Reverse this situation and consider how you would feel if he, however gently, undermined your sexual confidence. See what I mean? Unless you are a psychosexual therapist with a PhD in ego massage, there is no such thing as constructive criticism between the sheets and, no matter how diplomatically you put this to your husband, he will almost certainly see red.
If you accept that you can’t change him without hurting his feelings and, consequently, your relationship, you have two choices. You can either glue a poster of Ralph Fiennes to the ceiling and play Classic FM, or you can change yourself. Which is, of course, the right thing to do because it is your silence on the subject that has led your husband to believe that you enjoy the way he makes love. So, instead of crushing his sexual confidence, assert your own.
If you take control during sex, he will take a more passive role and this shifts the dynamic between you. Effecting change can be simple. If you get on top, he can’t thrust as he normally does. If you keep your tongue in his mouth, he can’t grunt. If you use a blindfold and put your finger to his lips, anticipation will make him silent and subservient. And if you tie him up and gently kiss his every crevice, when it is his turn he will mimic that softness, as best he can.
If this doesn’t work, you could consider relearning your sexual connection.
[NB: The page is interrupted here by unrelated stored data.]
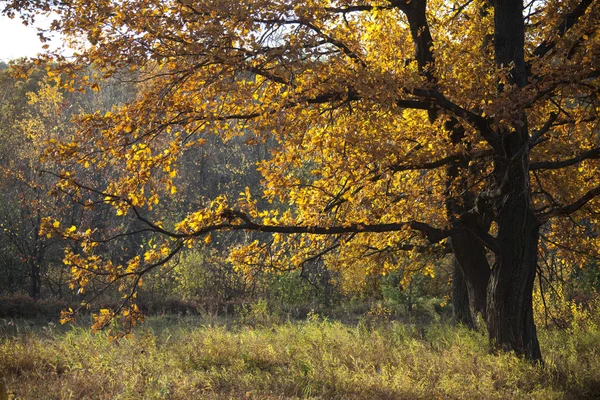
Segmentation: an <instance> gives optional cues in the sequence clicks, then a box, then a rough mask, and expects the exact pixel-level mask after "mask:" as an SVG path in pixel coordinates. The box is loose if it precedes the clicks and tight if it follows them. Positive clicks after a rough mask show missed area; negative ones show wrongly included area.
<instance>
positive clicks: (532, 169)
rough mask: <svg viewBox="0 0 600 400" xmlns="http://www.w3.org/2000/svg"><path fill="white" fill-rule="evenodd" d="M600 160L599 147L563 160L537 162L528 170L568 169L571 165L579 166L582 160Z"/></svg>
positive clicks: (531, 164) (529, 168)
mask: <svg viewBox="0 0 600 400" xmlns="http://www.w3.org/2000/svg"><path fill="white" fill-rule="evenodd" d="M597 159H600V147H596V148H594V149H592V150H588V151H585V152H583V153H580V154H578V155H576V156H575V157H572V158H567V159H565V160H556V161H538V162H533V163H531V165H530V167H529V169H530V170H539V169H560V168H565V167H569V166H571V165H575V164H579V163H580V162H582V161H584V160H597Z"/></svg>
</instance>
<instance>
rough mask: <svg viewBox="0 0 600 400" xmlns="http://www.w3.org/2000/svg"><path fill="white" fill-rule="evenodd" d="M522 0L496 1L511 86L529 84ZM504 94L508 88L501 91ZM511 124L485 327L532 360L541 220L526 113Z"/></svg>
mask: <svg viewBox="0 0 600 400" xmlns="http://www.w3.org/2000/svg"><path fill="white" fill-rule="evenodd" d="M524 43H525V28H524V23H523V1H522V0H496V1H495V4H494V51H495V54H496V63H497V65H498V67H500V68H505V67H510V68H511V69H510V71H509V74H508V76H507V80H508V83H510V84H512V85H515V86H516V87H517V88H523V87H525V86H526V85H527V68H526V64H525V54H524ZM498 89H499V92H500V93H502V92H503V90H504V87H503V86H502V85H500V86H499V87H498ZM510 113H511V114H512V121H510V122H508V123H507V122H503V123H501V125H499V131H498V134H499V135H501V137H502V144H503V152H502V153H503V154H496V159H495V176H496V180H497V184H498V188H499V189H500V198H499V199H498V201H497V203H496V208H497V219H496V222H497V224H498V236H497V249H496V260H495V262H494V267H493V268H492V274H491V278H490V282H489V286H488V296H487V327H488V334H489V339H490V343H491V344H492V345H493V346H494V347H495V348H497V349H503V350H513V351H515V352H516V353H517V354H520V355H523V356H525V357H526V358H528V359H530V360H540V359H541V357H542V355H541V352H540V346H539V343H538V340H537V334H536V329H535V324H534V321H533V309H532V293H533V282H534V279H535V273H536V269H537V250H538V249H537V247H538V238H539V227H538V221H537V219H536V217H535V215H534V213H533V211H532V202H531V194H530V192H531V189H530V186H529V131H528V126H527V115H526V114H525V112H524V111H523V110H518V109H515V110H510Z"/></svg>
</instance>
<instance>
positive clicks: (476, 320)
mask: <svg viewBox="0 0 600 400" xmlns="http://www.w3.org/2000/svg"><path fill="white" fill-rule="evenodd" d="M451 243H452V251H453V253H454V258H455V263H456V267H458V268H454V270H455V271H456V269H459V270H460V273H461V275H462V278H463V280H464V285H465V289H466V292H467V301H468V310H469V313H470V318H471V321H472V325H471V326H473V327H475V326H476V325H475V323H476V321H477V315H478V314H481V315H482V316H483V318H484V319H485V318H486V312H487V310H486V303H487V286H488V281H489V278H490V266H489V264H488V261H487V257H486V254H485V248H484V247H483V245H482V244H481V243H479V242H478V241H477V239H476V238H475V237H474V236H473V235H472V234H470V233H468V232H462V233H459V234H455V235H452V237H451ZM459 299H460V298H457V300H459ZM458 307H462V305H458ZM465 325H467V326H469V324H465Z"/></svg>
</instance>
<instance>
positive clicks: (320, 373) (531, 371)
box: [0, 314, 600, 400]
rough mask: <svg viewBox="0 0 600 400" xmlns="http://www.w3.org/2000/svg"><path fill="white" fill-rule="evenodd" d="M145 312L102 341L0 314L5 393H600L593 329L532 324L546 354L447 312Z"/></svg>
mask: <svg viewBox="0 0 600 400" xmlns="http://www.w3.org/2000/svg"><path fill="white" fill-rule="evenodd" d="M242 322H243V323H240V322H239V321H238V322H236V321H233V320H225V319H223V320H221V319H206V318H201V317H196V316H188V317H178V316H168V315H167V316H157V317H150V318H149V319H148V321H147V322H146V323H145V324H144V325H143V326H141V327H139V328H137V329H136V330H135V331H134V332H133V333H132V334H131V335H130V336H128V337H126V338H123V339H121V340H119V341H110V340H108V339H107V336H106V334H105V333H99V334H93V333H91V332H90V330H89V329H87V328H86V327H84V326H74V325H64V326H61V325H57V324H55V323H52V322H44V323H41V322H39V323H36V322H32V321H27V320H15V319H3V320H0V377H1V378H0V379H3V380H4V382H5V387H6V388H7V390H6V395H7V397H8V399H32V400H33V399H240V398H246V399H296V398H307V399H433V398H439V399H499V398H501V399H576V398H600V346H599V345H598V344H599V343H600V329H599V328H598V326H597V325H595V324H594V323H591V322H590V323H586V324H575V325H574V326H572V327H571V328H569V329H566V330H552V329H541V330H540V332H539V336H540V342H541V346H542V349H543V354H544V364H543V365H540V364H532V363H530V362H527V361H525V360H523V359H520V358H518V357H516V356H514V355H513V354H508V353H503V354H490V353H489V351H488V344H487V337H486V334H485V332H482V331H479V332H477V331H475V332H474V331H470V330H468V329H466V328H464V327H461V326H453V325H451V324H450V323H444V322H432V323H430V324H427V325H418V324H410V323H400V322H397V321H368V320H361V321H359V322H358V323H342V322H338V321H331V320H328V319H326V318H322V317H320V316H318V315H314V314H313V315H310V316H309V317H308V318H307V319H306V320H304V321H281V320H278V321H262V322H261V323H252V321H249V320H247V321H242Z"/></svg>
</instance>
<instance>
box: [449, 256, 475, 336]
mask: <svg viewBox="0 0 600 400" xmlns="http://www.w3.org/2000/svg"><path fill="white" fill-rule="evenodd" d="M452 315H453V317H454V321H456V322H457V323H460V324H463V325H464V326H466V327H469V328H471V329H474V328H475V320H474V318H473V315H472V314H471V308H470V307H469V293H468V291H467V282H466V281H465V277H464V275H463V273H462V271H461V269H460V266H459V265H458V261H456V257H452Z"/></svg>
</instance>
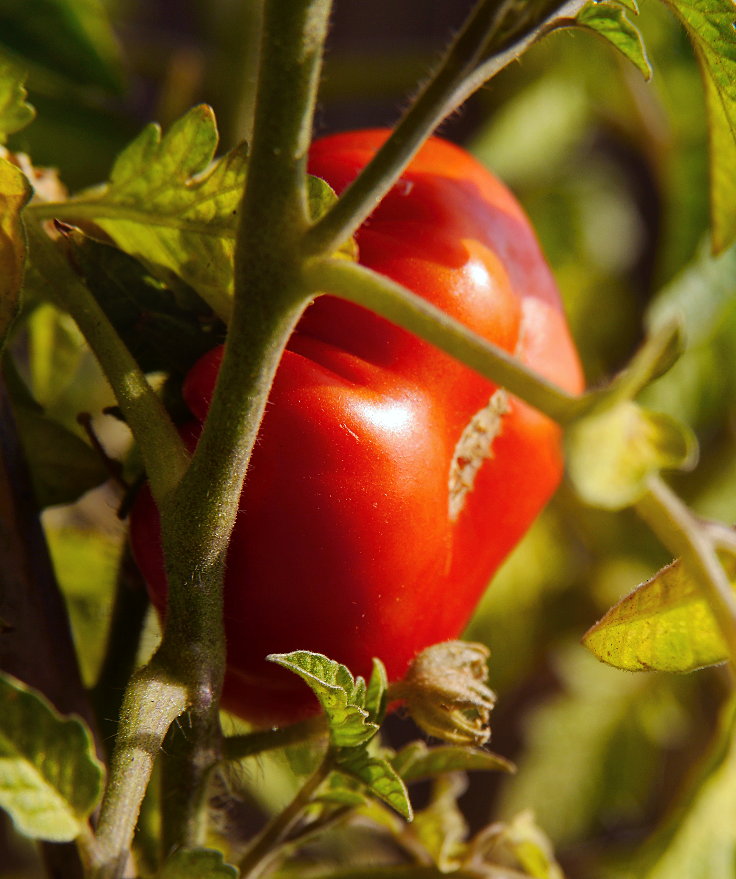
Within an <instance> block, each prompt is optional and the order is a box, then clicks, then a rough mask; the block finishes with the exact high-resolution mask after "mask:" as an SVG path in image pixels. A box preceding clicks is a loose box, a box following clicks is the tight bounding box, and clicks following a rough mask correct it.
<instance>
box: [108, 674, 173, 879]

A tantric sex workshop would provide you both with objective third-party instruction about an aspect of your relationship that you clearly haven’t discussed much, let alone tried to develop. Though the public perception of tantric sex is a scary cross between hippies, swingers and Sting’s private life, Leora Lightfoot, the founder of Diamond Light Tantra (www.diamondlighttantra.com; 0870 0780584), the UK’s most established tantric teaching centre, assures me that it is for ordinary couples who “stay firmly attached to each other during the workshops”. In other words, there is no cross-pollination whatsoever.
Diamond Light runs regular introductory evenings in London (£25 for 3 hours) where you can find out more about tantra. Alternatively, there are weekend workshops in Kent, Glastonbury or Cumbria. The tuition costs £210 per person, while food and accommodation costs another £130 to £195. Lightfoot claims to have helped couples of all ages to “transform long-term non-sexual marriages, create intimate partnerships, make love rather than bonk, gain self-esteem, poise and confidence, stop having affairs, get pregnant after not being able to conceive, release sexual trauma, learn to play and have fun, find tools to exercise more choice and to communicate better in lovemaking, feel bliss within their own bodies, learn techniques to enable whole-body orgasm”.
She says that people learn tantra because they want more intimacy, openness and connectedness, and to “live more joyfully and ecstatically, in bed and beyond”. That sounds like something from which we could all benefit.